Transducers: sequence versus eduction

Tassilo Horn Wed, 01 Apr 2015 00:13:02 -0700

Hi all,

I've switched many nested filter/map/mapcat applications in my code to
using transducers.  That brought a moderate speedup in certain cases
and the deeper the nesting has been before, the clearer the transducers
code is in comparison, so yay! :-)


However, I'm still quite unsure about the difference between `sequence`
and `eduction`.  From the docs and experimentation, I came to the
assumptions below and I'd be grateful if someone with more knowledge
could verify/falsify/add:

  - Return types differ: Sequence returns a standard lazy seq, eductions
    an instance of Eduction.

  - Eductions are reducible/sequable/iterable, i.e., basically I can use
    them wherever a (lazy) seq would also do, so sequence and eduction
    are quite interchangeable except when poking at internals, e.g.,
    (.contains (sequence ...) x) works whereas (.contains (eduction ...)
    x) doesn't.

  - Both compute their contents lazily.

  - Lazy seqs cache their already realized contents, eductions compute
    them over and over again on each iteration.

Because of that, I came to the conclusion that whenever I ask myself if
one of my functions should return a lazy seq or an eduction, I should
use these rules:

  1. If the function is likely to be used like

     (let [xs (seq-producing-fn args)]
       (or (do-stuff-with xs)
           (do-other-stuff-with xs)
           ...))

     that is, the resulting seq is likely to be bound to a variable
     which is then used multiple times (and thus lazy seq caching is
     benefitical), then use sequence.

  2. If it is a private function only used internally and never with the
     usage pattern of point 1, then definitively use eduction.

  3. If its a public function which usually isn't used with a pattern as
     in point 1, then I'm unsure.  eduction is probably more efficient
     but sequence fits better in the original almost everything returns
     a lazy seq design.  Also, the latter has the benefit that users of
     the library don't need to know anything about transducers.

Is that sensible?  Or am I completely wrong with my assumptions about
sequence and eduction?

On a related note, could someone please clarify the statement from the
transducers docs for `sequence`?

,----[ Docs of sequence at http://clojure.org/transducers ]
| The resulting sequence elements are incrementally computed.
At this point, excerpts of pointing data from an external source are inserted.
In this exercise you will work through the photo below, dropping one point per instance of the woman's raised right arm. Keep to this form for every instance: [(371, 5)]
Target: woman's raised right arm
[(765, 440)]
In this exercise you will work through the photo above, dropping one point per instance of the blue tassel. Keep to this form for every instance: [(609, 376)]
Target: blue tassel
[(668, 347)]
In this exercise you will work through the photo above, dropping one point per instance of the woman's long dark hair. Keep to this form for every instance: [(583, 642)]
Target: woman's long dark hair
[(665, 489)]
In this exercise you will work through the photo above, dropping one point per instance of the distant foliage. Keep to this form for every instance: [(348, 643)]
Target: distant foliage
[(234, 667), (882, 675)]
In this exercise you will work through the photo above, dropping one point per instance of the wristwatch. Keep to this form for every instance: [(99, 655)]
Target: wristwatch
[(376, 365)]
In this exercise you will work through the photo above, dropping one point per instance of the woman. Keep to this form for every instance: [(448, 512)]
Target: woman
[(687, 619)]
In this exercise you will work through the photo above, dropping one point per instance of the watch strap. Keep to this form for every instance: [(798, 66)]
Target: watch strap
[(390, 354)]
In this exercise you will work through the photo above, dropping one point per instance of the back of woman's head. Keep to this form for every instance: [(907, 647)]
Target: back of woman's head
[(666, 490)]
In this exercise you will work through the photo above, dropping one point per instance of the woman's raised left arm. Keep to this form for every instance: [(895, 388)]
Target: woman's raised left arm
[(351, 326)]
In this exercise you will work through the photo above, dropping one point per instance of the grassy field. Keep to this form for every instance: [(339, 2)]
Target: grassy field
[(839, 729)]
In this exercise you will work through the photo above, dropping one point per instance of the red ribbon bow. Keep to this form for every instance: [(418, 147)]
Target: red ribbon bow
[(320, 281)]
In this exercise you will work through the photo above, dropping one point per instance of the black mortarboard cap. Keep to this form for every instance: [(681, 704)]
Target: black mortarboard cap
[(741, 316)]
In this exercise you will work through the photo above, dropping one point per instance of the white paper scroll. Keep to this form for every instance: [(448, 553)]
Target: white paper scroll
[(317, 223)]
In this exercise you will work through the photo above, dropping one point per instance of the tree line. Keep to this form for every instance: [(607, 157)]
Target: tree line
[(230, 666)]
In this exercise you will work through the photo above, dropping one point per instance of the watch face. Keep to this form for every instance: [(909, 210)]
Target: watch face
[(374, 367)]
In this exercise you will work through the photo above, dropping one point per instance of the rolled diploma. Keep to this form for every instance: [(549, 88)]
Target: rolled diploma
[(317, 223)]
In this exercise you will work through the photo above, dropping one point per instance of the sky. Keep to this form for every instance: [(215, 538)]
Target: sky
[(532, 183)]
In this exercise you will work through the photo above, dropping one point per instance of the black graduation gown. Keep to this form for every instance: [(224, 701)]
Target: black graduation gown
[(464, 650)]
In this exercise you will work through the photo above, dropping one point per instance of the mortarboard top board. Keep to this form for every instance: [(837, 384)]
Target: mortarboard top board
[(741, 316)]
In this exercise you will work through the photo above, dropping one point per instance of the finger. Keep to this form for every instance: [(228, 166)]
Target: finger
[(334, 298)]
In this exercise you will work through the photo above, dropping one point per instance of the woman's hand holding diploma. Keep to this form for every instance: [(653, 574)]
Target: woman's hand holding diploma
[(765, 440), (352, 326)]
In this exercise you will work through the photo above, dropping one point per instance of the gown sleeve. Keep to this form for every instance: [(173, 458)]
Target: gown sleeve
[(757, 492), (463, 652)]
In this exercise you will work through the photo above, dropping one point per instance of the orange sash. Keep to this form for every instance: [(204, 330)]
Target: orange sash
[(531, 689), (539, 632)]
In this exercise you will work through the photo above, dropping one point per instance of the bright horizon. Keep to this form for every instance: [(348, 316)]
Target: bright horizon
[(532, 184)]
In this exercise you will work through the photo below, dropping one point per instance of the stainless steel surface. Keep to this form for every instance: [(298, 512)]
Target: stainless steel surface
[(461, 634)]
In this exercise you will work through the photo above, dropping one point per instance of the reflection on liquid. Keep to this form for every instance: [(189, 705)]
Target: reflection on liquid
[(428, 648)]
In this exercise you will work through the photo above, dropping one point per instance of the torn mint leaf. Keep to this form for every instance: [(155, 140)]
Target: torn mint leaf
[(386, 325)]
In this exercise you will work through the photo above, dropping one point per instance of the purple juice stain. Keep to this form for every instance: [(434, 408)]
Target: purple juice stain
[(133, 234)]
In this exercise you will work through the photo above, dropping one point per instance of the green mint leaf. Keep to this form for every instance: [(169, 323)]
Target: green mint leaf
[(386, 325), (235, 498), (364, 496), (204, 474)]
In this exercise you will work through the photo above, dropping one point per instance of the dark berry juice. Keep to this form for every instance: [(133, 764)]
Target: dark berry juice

These
| sequences will consume input incrementally as needed and fully realize
| intermediate operations.  This behavior differs from the equivalent
| operations on lazy sequences.
`----

I'm curious about the "fully realize intermediate operations" part.
Does it mean that in a "traditional"

    (mapcat #(range %) (range 10000))

the inner range is also evaluated lazy but with

    (sequence (mapcat #(range %)) (range 10000))

it is not?  It seems so.  At least dorun-ning these two expressions
shows that the "traditional" version is more than twice as fast than the
transducer version.  Also, the same seems to hold for

    (eduction (mapcat #(range %)) (range 10000))

which is exactly as fast (or rather slow) as the sequence version.

But wouldn't that mean that transducers with mapcat where the mapcatted
function isn't super-cheap is a bad idea in general at least from a
performance POV?

Bye,
Tassilo

-- 
You received this message because you are subscribed to the Google
Groups "Clojure" group.
To post to this group, send email to [email protected]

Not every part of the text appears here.